Любимой оказалось именно столько, сколько я, мудрый малыш, и заказывал высоковольтному серебру в детстве, — больше, чем я мог завоевать. И не заболел любимой, как загадывал, завязывая в скальном городе на одном из деревьев правый носок, я в ней умер. Теперь большая часть моих действий лишь отзвуки незначительных движений ее души. Часто хаотичных, противоречивых, бесцельных. Чудовищно неудобная конструкция.
Но жизнь без нее невозможна, и я жив только когда она рядом. Если посчитать, то, по человеческим меркам, сейчас мне десять лет и с любимой мы видимся регулярно только утром и вечером. Это мною открытый секрет возможного долголетия.
Я не люблю цветы. Их неудобно носить в руках. Но иногда я ей все же дарю «кровь на мраморе» — пять белых роз, две алые. Они так точно характеризуют происходящее в моем сердце, когда я заглядываю в ее глаза после стопки кальвадоса.
Она воплощенное отрицание всего, что нравится мне. Это очень помогает поддерживать форму. Плюс я ее отвлек детьми. Хотя при ее любовном безбрежии дети — минутная передышка.
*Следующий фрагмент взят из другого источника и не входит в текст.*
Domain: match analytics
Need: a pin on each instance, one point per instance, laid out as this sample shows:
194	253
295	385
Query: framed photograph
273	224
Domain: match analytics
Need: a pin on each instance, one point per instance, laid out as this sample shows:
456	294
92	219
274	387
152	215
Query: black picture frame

Дети — невольные спутники нашего брачного приключения. Они с любопытством наблюдают за нами из своего возрастного укрытия, стараясь запомнить для себя некоторые, особенно яркие реакции — сокрушительные разряды электричества, то и дело пересекающие жерло гигантского водоворота житейских противоречий.
Она истинность в своем окончательном значении. Ее изображения можно распространять среди примитивных народов как объект религиозного поклонения. И самое забавное в этом то, что, если перед ней поставить эту задачу, она найдет способ соответствовать ей. Только Христос милостью своей ограждает мир от проявления могущества ее веры.
Судя по всему, именно Он и доверил мне любимую для сдерживания в этой жизни и за пределами оной. Смерть приказа не отменяет.
Если придется, я изменю законы природы и найду новый способ владеть любимой. Я создам еще один мир и буду ласкать ей волосы лучами апрельского солнца, целовать ее холодные руки ледяными потоками лесного ручья, нашептывать ей оконными сквозняками перед сном волшебные сказки. Я разобью зеркало реальности, чтобы видеть в тысячах осколков линию ее профиля. Я заключу время в круг, чтобы тысячелетиями слушать ее смех.
Она владеет привилегией святых — ее все считают своей: итальянцы пылко клянутся, что именно так должны выглядеть настоящие итальянки, немцы разводят руками от очевидности ее германских кровей, евреи об этом даже ленятся спрашивать, но она не станет святой, потому что у нее есть я. По факту венчания на Страшном суде под наше дело выделят только один свиток.
Простыми словами: любимая — моя единственная надежда.
Но и это не главное. Главное — быть с ней.